The first thing you notice when you arrive in Vietnam is the thousands of scooters on the roads, buzzing around the odd car. As you enter the center of what many people still call Saigon, there is another surprise. Surrounded by people cleaning the streets with straw brooms gleams a shiny store - Louis Vuitton.It is not just this famous upmarket label which is setting its designs on the communist country.
Last week, fashion label Burberry pinpointed Vietnam as one of the new emerging centers of mass affluence and luxury carmakers Rolls-Royce and Porsche are beginning to make inroads into the rapidly changing country.
"The middle class is growing so quickly," says Pham Ngoc Bich, a businessman who was born in Vietnam and left to spend a number of years working for Canadian banks and asset managers before returning home.
"Ten years ago, there were many bicycles. Five years ago, there were many motorcycles. Now a lot of cars are imported. The value of cars imported in the past five months was 70 percent higher than the year before."
Vietnam has been undergoing a dramatic transformation.
The tragic death toll during the Vietnam War, which ran into the few millions, has left the country with an exceptionally young demographic profile. In a nation of 86 million, the median age is just 26.
It is this young age group that has helped fuel Vietnam's economic growth, and the past year's GDP of 8.5 percent. Many emigrants, or Viet Kieu, leave the country to study overseas and send money back to invest in property, while others are entrepreneurs, such as David Thai who set up Starbucks equivalent Highlands Coffee.
Vietnam has also become the world's leading producer of coffee, pepper and cashew nuts, and is a major rice and seafood exporter.
But this booming economy is showing increasing signs of coming under stress. Soaring food and commodity prices have caused inflation to surge to 25 percent - a 16-year high.
The country is also suffering from high energy prices as, although it is the third-largest oil producer in Asia, it has no refinery so all its fuel for planes and motor vehicles has to be imported.
Vietnam is further being hit by the weak dollar, which it accepts alongside its official currency, the dong.
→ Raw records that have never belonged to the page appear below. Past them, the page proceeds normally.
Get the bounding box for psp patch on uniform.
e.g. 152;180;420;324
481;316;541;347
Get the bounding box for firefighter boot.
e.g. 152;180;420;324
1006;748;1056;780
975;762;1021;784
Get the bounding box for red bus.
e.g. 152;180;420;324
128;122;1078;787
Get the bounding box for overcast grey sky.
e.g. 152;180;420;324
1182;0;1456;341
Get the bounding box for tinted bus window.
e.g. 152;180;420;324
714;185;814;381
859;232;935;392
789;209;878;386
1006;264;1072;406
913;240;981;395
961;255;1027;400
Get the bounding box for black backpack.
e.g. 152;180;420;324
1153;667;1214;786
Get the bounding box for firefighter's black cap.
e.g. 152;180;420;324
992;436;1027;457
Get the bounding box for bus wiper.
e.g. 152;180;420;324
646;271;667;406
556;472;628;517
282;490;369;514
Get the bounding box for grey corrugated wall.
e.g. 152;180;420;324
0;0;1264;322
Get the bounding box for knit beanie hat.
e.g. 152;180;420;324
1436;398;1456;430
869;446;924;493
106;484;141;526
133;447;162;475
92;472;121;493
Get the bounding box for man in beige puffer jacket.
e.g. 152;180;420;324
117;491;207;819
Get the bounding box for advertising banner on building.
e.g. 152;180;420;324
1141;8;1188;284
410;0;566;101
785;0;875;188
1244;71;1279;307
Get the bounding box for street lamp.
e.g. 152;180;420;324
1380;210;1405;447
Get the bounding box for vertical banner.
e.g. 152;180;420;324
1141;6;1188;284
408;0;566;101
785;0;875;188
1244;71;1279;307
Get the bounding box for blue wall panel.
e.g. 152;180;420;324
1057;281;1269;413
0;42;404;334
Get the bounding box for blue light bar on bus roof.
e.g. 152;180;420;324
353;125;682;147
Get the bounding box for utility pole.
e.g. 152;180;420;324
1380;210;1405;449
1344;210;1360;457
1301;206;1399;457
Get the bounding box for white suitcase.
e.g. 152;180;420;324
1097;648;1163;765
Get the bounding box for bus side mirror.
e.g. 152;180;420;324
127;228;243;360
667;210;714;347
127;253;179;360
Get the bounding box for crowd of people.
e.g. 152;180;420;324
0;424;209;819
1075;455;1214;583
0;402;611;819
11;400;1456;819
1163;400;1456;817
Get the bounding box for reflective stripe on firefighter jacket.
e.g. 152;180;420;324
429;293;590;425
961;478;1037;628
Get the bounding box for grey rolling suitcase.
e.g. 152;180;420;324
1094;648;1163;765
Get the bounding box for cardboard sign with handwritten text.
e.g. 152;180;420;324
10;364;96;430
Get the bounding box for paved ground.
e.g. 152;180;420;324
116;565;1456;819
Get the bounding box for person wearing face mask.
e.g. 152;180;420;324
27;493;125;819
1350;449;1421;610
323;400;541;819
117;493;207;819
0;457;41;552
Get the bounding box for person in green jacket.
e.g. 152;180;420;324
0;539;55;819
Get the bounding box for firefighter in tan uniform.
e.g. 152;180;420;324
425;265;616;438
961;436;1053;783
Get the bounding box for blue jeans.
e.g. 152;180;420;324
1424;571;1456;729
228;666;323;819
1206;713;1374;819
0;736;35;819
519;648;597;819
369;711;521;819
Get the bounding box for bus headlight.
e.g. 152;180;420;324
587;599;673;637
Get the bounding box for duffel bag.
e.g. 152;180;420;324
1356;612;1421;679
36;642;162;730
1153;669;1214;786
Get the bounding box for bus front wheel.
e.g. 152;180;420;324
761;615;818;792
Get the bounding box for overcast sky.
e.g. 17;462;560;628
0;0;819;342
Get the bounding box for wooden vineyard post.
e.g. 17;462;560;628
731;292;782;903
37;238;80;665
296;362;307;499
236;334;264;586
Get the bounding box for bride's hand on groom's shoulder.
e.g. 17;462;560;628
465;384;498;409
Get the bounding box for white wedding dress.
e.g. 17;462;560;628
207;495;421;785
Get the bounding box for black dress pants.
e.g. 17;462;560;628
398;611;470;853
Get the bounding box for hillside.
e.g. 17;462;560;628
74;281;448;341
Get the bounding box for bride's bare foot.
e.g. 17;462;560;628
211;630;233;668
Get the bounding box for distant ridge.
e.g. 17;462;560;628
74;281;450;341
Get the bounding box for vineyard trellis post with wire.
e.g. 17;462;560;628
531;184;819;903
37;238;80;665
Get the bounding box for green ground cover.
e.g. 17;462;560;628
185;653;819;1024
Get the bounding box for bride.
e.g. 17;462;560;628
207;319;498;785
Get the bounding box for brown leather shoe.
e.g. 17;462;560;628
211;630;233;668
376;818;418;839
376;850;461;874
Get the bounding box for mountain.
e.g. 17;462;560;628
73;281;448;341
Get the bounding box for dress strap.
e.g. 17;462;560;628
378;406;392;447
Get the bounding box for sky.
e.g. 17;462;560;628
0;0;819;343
Market sellers and cyclo bicycle taxis are aware of the economic changes, demanding payment from tourists in the local currency and spurning the sinking dollar.
It is not just the locals who are complaining about the impact of the dollar and high inflation.
Ratings agencies are becoming cautious and Vietnam's main stock index, which had risen more than fivefold over the past four years as investors were drawn by economic growth averaging 7.5 percent since 1990, is showing signs of weakness.
The Ho Chi Minh Stock Index is now at its lowest level in 27 months, having fallen by almost 60 percent this year.
Property prices, after soaring over the past few years, have tumbled by 40 percent in the past five months as credit- conscious banks have reined in mortgage lending.
Merrill Lynch believes that this stock market slump could continue as the government may raise interest rates from 12 percent to quell inflation. However, there are some who reckon that this is just a blip.
John Hutton, Britain's Secretary of State for Business and Enterprise, is among those arguing that there will be further growth in the country.
This week, he became the first UK trade secretary to visit Ho Chi Minh City and called on British companies, especially oil and financial businesses, to look East, saying there will be "major opportunities."